2. Durante C, Montesano T, Torlontano M, et al. Papillary thyroid cancer. Time course of recurrences during post surgery surveillance. JCEM 2013; 98: 636-42.

Kirsty McFarlane

3 years ago

We thank Collins et al. for their interest in the controversial subject of elective central neck dissection (CND) for papillary thyroid cancer.

Our first group of exclusions were based upon clinico-pathological characteristics. The remaining group were filtered to exclude anyone coded surgically as having a CND leaving 1798 patients. The complication rate for salvage neck surgery, not the group as a whole, was reported in the results.

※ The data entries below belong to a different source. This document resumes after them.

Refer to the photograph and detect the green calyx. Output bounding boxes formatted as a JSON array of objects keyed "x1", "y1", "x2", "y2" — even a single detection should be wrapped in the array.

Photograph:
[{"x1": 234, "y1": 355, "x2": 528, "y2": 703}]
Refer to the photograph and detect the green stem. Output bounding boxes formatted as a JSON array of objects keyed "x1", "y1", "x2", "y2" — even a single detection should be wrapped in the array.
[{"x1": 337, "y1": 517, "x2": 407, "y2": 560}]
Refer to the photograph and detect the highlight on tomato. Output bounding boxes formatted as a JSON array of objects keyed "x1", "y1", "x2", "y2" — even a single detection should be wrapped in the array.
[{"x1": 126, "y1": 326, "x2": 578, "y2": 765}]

In current practice, a compartment orientated CND of levels 6 and 7 would be performed for proven metastatic disease. However, particularly in early years prior to the introduction of routine ultrasound and FNA, generous nodal sampling of the neck was performed. Positive level 7 disease would confer N1b status and our results confirm such patients to be at higher risk of recurrent disease. Excluding such patients would have reduced overall recurrence rates further, strengthening the argument that observation of the central neck in the absence of metastatic disease is safe. Recurrence in this low-risk group is extremely rare. Although longer follow-up is always desirable, the reference they cite highlights the fact that the around 70% of recurrences occur in the first 5 years and more importantly that overall recurrence rates of <2% confirm that large numbers of recurrences are not being overlooked (1).

Surgeons managing this low-risk group of patients must balance the very low rate of central neck recurrence against the additional morbidity of elective CND when advising patients on the most appropriate treatment for cT1/2,N0,M0 papillary thyroid cancer.

IJ Nixon
LY Wang
I Ganly
SG Patel
LG Morris
JC Migliacci
RM Tuttle
JP Shah
AR Shaha

Head and Neck Surgery
Memorial Sloan Kettering Cancer Center
1275 York Avenue
New York NY10021
USA
iainjnixon@gmail.com

References:
1. Durante C, Montesano T, Torlontano M, Attard M, Monzani F, Tumino S, et al. Papillary thyroid cancer: time course of recurrences during postsurgery surveillance. J Clin Endocrinol Metab 2013; 98(2): 636-42.